We just have to assume that a 41-year-old woman does this, even when a reporter doing her first print interview in five years can’t bear witness to such care and generosity.
I guess my point is that Harry and Meghan’s hearts are in the right place, and thank you for wanting to help again and again – but why does so much of what they do also feel like a PR game?
In August 2020, the Suss*xes volunteered for celebrity-loved charity Baby2Baby, helping to distribute school supplies to underprivileged children.
One would assume that the fact that two of the most famous people in the world were taking part in a very public event was something that found its way into social media and the press, as hundreds of smartphones tracked their every blink and perfect white spot. dental smiles.
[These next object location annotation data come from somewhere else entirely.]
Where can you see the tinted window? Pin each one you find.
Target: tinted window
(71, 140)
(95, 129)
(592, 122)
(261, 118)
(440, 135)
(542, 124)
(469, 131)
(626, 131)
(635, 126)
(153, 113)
Instead, we have great footage of them helping a little boy with a backpack and passing packages through the windows to waiting cars because they brought in their own photographer to capture them in action.
The same thing happened when the Suss*xes went to pay their respects on Memorial Day by visiting the Commonwealth war graves in Los Angeles, taking a snapper with them.
Similarly, in September of that year, when the Duke and Duchess visited a kindergarten to plant forget-me-nots to mark the anniversary of Diana’s d*ath, they later “released” footage of the visit, according to Telegraph report of that time.
What’s interesting to consider in this recent Archewell Thanksgiving post is why? The post talks about the work being done by the Women’s Center downtown, but it doesn’t encourage people to donate funds or come up with a few offers encouraging people anywhere to give back to their communities.
Who benefits in the end? The goal seems to be to somehow scale up Archewell and get some rainbow publicity and also support DWC.
If we compare the photographs of Sophie, Camille and Megan with the walks they cover, the meaning of the first two photographs seems to be driven by a desire to draw attention to the work being done, not to the people who do it.
And later? It has a lot of altruism, but it also brings with it a handy dose of good publicity. It would seem that no good deed deserves to go unnoticed.
I’ll leave you with that. Sophie will join Camilla, Rania, Mary and Mathilde at the palace on Tuesday for a roundtable event on domestic violence.
Imagine if things had gone differently, how strong the image would have been if the Duchess of Suss*x were also part of this group, the women of the royal family banded together and took on violence against women.
Instead, on Tuesday, when four current and future queens gather for the UN-backed initiative, the Duchess will be at the Marriott Hotel in Indianapolis for an event called Women’s Power: An Evening with Meghan. will cost you $15,000.
Who do you think has the real power now?
Daniela Elser is a writer and royal commentator with over 15 years of experience working with a range of leading Australian media outlets.